I was awarded a postdoctoral Fulbright U.S. Scholar award for my project “The Frevo Tradition and Pernambucan Cultural Identity in Recife, Brazil.” Starting in January 2018, I will be based at the Universidade Federal de Pernambuco in Recife for six months to study frevo dance and music in Brazil. The project developed out of my dissertation research, which focused on similar themes in dance, music, and festival on the Caribbean island of Montserrat, combined with my interest in Brazilian culture.
I earned my PhD in Dance & Performance Studies at the University of Maryland, College Park. My dissertation is entitled: “Dancing the Archive: Rhythms of Change in Post-Volcano Identities on Montserrat, West Indies.” My research investigated the role of dance, music, and festival performances in the formation of national and cultural identities on the Caribbean island of Montserrat.
Montserrat (the “Emerald Isle of the Caribbean”) has historical ties to Ireland and performances of “Irishness” there differ from elsewhere in the world, especially during the island’s annual St. Patrick’s Festival. My project related to larger questions about hybridity in African and Irish rhythms, migration, diaspora formation, and transnational histories.

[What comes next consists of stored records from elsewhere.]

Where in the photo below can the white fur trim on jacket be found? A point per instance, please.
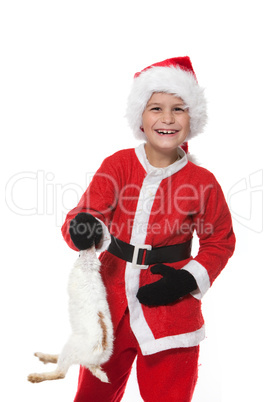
(171, 80)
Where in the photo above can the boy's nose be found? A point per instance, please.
(167, 117)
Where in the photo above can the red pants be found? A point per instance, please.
(166, 376)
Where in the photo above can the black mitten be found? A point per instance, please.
(85, 230)
(174, 285)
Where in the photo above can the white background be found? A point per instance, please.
(66, 70)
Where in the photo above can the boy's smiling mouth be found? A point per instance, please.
(166, 132)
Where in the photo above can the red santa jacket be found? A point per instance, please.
(141, 204)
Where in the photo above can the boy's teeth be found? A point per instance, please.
(166, 131)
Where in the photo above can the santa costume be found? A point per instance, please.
(148, 216)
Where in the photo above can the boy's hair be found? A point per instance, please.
(175, 76)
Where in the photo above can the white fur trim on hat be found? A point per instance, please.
(171, 80)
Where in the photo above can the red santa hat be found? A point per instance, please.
(175, 76)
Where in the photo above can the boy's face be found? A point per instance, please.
(165, 121)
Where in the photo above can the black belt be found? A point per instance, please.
(142, 256)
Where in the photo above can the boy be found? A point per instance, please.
(140, 210)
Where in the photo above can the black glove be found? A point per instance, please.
(174, 285)
(85, 230)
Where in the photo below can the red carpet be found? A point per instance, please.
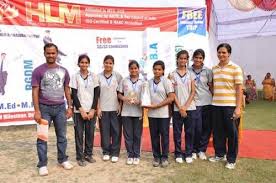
(254, 144)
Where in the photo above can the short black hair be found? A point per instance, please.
(159, 62)
(199, 52)
(49, 45)
(225, 45)
(82, 57)
(109, 57)
(133, 62)
(185, 52)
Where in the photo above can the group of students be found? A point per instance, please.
(200, 99)
(186, 95)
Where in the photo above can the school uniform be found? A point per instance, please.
(83, 96)
(203, 101)
(110, 124)
(159, 121)
(182, 87)
(224, 101)
(132, 117)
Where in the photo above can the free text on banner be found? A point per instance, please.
(68, 15)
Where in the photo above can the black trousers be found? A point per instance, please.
(84, 129)
(189, 125)
(111, 133)
(132, 130)
(159, 133)
(207, 127)
(225, 130)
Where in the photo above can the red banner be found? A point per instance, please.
(16, 116)
(68, 15)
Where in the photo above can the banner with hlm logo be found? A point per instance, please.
(191, 21)
(145, 34)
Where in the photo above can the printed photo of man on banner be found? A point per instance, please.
(191, 21)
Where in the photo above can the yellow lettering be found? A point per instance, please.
(70, 15)
(30, 12)
(49, 18)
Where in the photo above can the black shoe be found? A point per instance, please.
(156, 162)
(164, 163)
(81, 163)
(90, 159)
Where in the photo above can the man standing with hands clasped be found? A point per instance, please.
(227, 101)
(49, 84)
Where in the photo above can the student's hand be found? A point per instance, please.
(183, 112)
(99, 113)
(127, 100)
(91, 114)
(152, 106)
(136, 102)
(237, 113)
(83, 114)
(69, 113)
(37, 116)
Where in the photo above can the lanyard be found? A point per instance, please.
(155, 85)
(85, 80)
(134, 84)
(183, 78)
(197, 75)
(108, 79)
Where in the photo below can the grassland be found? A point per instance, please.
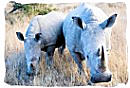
(64, 72)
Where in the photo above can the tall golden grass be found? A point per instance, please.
(64, 71)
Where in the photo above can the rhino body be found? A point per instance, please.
(87, 34)
(44, 33)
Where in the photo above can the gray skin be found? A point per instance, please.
(87, 32)
(43, 34)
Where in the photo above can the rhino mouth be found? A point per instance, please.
(101, 77)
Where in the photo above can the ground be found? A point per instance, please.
(64, 71)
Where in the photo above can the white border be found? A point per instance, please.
(2, 33)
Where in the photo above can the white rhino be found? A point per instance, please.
(87, 31)
(43, 34)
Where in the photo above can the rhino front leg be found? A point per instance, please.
(61, 50)
(77, 60)
(49, 56)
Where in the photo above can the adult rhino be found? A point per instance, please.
(87, 34)
(43, 34)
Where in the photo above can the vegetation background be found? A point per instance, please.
(64, 73)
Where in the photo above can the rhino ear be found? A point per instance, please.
(78, 21)
(108, 22)
(37, 37)
(20, 36)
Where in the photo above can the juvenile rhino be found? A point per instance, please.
(87, 34)
(43, 34)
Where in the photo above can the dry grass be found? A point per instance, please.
(64, 71)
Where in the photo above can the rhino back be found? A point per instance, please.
(49, 25)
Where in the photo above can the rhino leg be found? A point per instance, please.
(61, 50)
(49, 56)
(77, 59)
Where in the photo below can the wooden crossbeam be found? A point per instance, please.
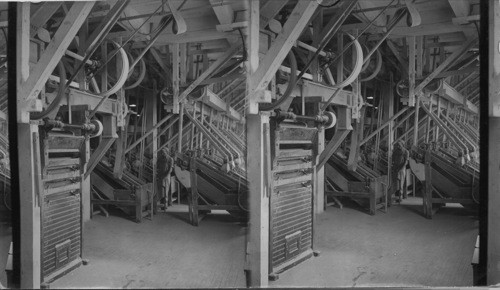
(103, 147)
(269, 10)
(42, 15)
(459, 52)
(331, 147)
(271, 62)
(105, 25)
(52, 55)
(218, 63)
(464, 80)
(403, 63)
(156, 55)
(473, 81)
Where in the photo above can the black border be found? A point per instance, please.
(483, 141)
(13, 144)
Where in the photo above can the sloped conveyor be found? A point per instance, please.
(364, 185)
(130, 194)
(445, 181)
(214, 189)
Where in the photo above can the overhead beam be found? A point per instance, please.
(421, 30)
(218, 63)
(40, 73)
(450, 94)
(156, 55)
(292, 29)
(454, 56)
(269, 10)
(42, 15)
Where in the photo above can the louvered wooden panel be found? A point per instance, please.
(291, 213)
(61, 230)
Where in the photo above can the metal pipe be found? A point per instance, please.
(393, 25)
(79, 57)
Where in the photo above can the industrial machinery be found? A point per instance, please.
(292, 152)
(445, 180)
(61, 150)
(131, 194)
(212, 188)
(363, 185)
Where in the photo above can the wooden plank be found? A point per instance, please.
(269, 10)
(106, 24)
(64, 35)
(292, 29)
(41, 15)
(156, 55)
(454, 56)
(331, 147)
(97, 155)
(492, 238)
(411, 70)
(403, 63)
(223, 59)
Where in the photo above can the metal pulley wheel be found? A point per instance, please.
(332, 119)
(119, 81)
(402, 88)
(291, 84)
(376, 70)
(57, 100)
(139, 77)
(98, 128)
(358, 64)
(434, 86)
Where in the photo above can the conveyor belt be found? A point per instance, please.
(454, 181)
(220, 188)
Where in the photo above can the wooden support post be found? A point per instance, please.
(183, 63)
(40, 73)
(181, 127)
(436, 130)
(175, 77)
(151, 120)
(319, 199)
(427, 195)
(428, 125)
(411, 70)
(257, 126)
(492, 251)
(28, 171)
(415, 123)
(292, 29)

Read about my fieldwork research experiences on Montserrat and check out my article, “Dancing the Archive: Rhythms of Change in Montserrat’s Masquerades,” published in the 49th volume of the Yearbook for Traditional Music (published by the International Council for Traditional Music, ICTM) in 2017.
My research interests include ethnomusicology/ethnochoreology, national performance, oral and embodied histories, diaspora studies, movement analysis, and Irish, African, and Caribbean studies.
I worked in a variety of percussive dance styles including traditional Irish dance (sean-nós and North Kerry/Molyneaux), festival style Irish dance from Northern Ireland, contemporary Irish dance, tap, flamenco, clogging, and body percussion. My thesis performances included both solo and ensemble work, including my solo called “Color Play” about synesthesia and colored rhythms.
I worked as a teaching assistant and research assistant in the Levy Lab on neural networks, and also as a research assistant in the Kubovy Lab (Perception), where I researched the perceptual phenomenon called synesthesia (read Journal of Vision abstract and UVA’s Arts & Sciences article).